Rhubarb is a perennial growing from short, thick rhizomes. It produces large poisonous leaves that are somewhat triangular, with long fleshy edible stalks and small flowers grouped in large clusters that are greenish-white to rose-red.
In culinary use, the fresh raw stalks are crisp (and resemble red celery) with a strong, tart taste. Rhubarb is not a true fruit, but, in the kitchen it is usually prepared as if it were.
Grown primarily for its fleshy stalks, technically known as petioles,the use of rhubarb stalks as food is a relatively recent innovation which was first recorded in 17th-century England after affordable sugar became available to common people, and reached a peak between 1920 – 1950.
Rhubarb is grown widely, and with greenhouse production it is available throughout much of the year. Rhubarb grown in hothouses (heated greenhouses) is called “hothouse rhubarb”, and is typically made available at consumer markets in early spring, before outdoor cultivated rhubarb is available. Hothouse rhubarb is usually brighter red, tenderer and sweeter-tasting than that grown outdoors. In temperate climates, rhubarb is one of the first food plants harvested, usually in mid- to late spring (April/May in the Northern Hemisphere. It is ready to consume as soon as harvested, and freshly cut stalks are firm and glossy.

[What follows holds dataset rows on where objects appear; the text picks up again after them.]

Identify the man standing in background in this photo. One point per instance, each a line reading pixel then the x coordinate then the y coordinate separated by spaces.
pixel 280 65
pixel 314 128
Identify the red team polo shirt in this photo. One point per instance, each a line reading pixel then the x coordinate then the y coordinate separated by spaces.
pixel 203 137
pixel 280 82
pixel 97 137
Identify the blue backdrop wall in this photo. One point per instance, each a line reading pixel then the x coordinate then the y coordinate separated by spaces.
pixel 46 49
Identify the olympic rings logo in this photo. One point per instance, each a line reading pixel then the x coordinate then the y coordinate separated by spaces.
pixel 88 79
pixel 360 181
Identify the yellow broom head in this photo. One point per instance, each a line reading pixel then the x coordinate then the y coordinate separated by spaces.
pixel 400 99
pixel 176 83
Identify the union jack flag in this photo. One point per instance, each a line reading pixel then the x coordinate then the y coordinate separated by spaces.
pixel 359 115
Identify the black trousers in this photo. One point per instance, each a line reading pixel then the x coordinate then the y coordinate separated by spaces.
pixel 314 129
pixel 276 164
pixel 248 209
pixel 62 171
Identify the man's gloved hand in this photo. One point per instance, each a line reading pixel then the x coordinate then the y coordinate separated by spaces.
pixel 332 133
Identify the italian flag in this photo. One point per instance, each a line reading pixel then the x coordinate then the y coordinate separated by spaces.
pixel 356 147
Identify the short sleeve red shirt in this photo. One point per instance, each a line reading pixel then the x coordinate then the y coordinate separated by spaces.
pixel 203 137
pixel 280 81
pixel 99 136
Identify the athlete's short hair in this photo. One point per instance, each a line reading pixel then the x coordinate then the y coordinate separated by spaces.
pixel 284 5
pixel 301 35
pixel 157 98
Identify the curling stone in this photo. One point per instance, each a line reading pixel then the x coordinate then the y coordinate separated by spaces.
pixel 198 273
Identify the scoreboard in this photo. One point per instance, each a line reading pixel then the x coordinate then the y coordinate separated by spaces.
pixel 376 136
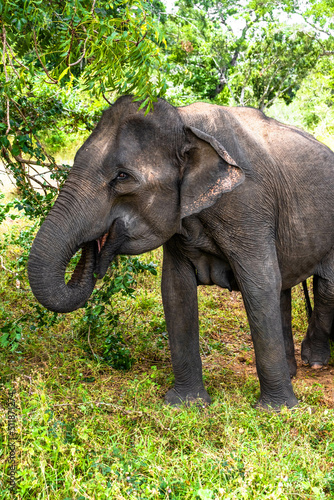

Rhubarb damaged by severe cold should not be eaten, as it may be high in oxalic acid, which migrates from the leaves and can cause illness.
The color of stalks can vary from the traditional crimson red, through speckled light pink, to light green. The color doesn’t affect its suitability for cooking: The green-stalked rhubarb is more robust and has a higher yield, but the red-colored stalks are more popular with consumers
Rhubarb is packed with minerals, vitamins, organic compounds, and other important nutrients. Some of these components are dietary fiber, protein, vitamin C, vitamin K, B complex vitamins, calcium, potassium, manganese, and magnesium. Rhubarb is also a rich source of antioxidants such as beta-carotene, lutein, and zeaxanthin,
Commonly, the stalks are cooked with sugar and used in pies, crumbles and other desserts, but it can also be put into savory dishes or pickled. Rhubarb can be dehydrated and infused with fruit juice. In most cases, it is infused with strawberry juice to mimic the popular strawberry rhubarb pie.
For cooking, the stalks are often cut into small pieces and stewed (boiled in water) with added sugar, until soft. Little water is added, as rhubarb stalks already contain a great deal of water. Rhubarb should be processed and stored in containers which are unaffected by residual acid content, such as glass or stainless steel. Spices such as cinnamon, nutmeg, and ginger are sometimes added. Stewed rhubarb or rhubarb sauce, like applesauce, is usually eaten cold. Pectin, or sugar with pectin, can be added to the mixture to make jams.
Rhubarb is often paired with strawberries to make strawberry-rhubarb pie. Rhubarb can be used to make a fruit wine. Being a bit sour, it is very refreshing and can be drunk cold, especially during the summer.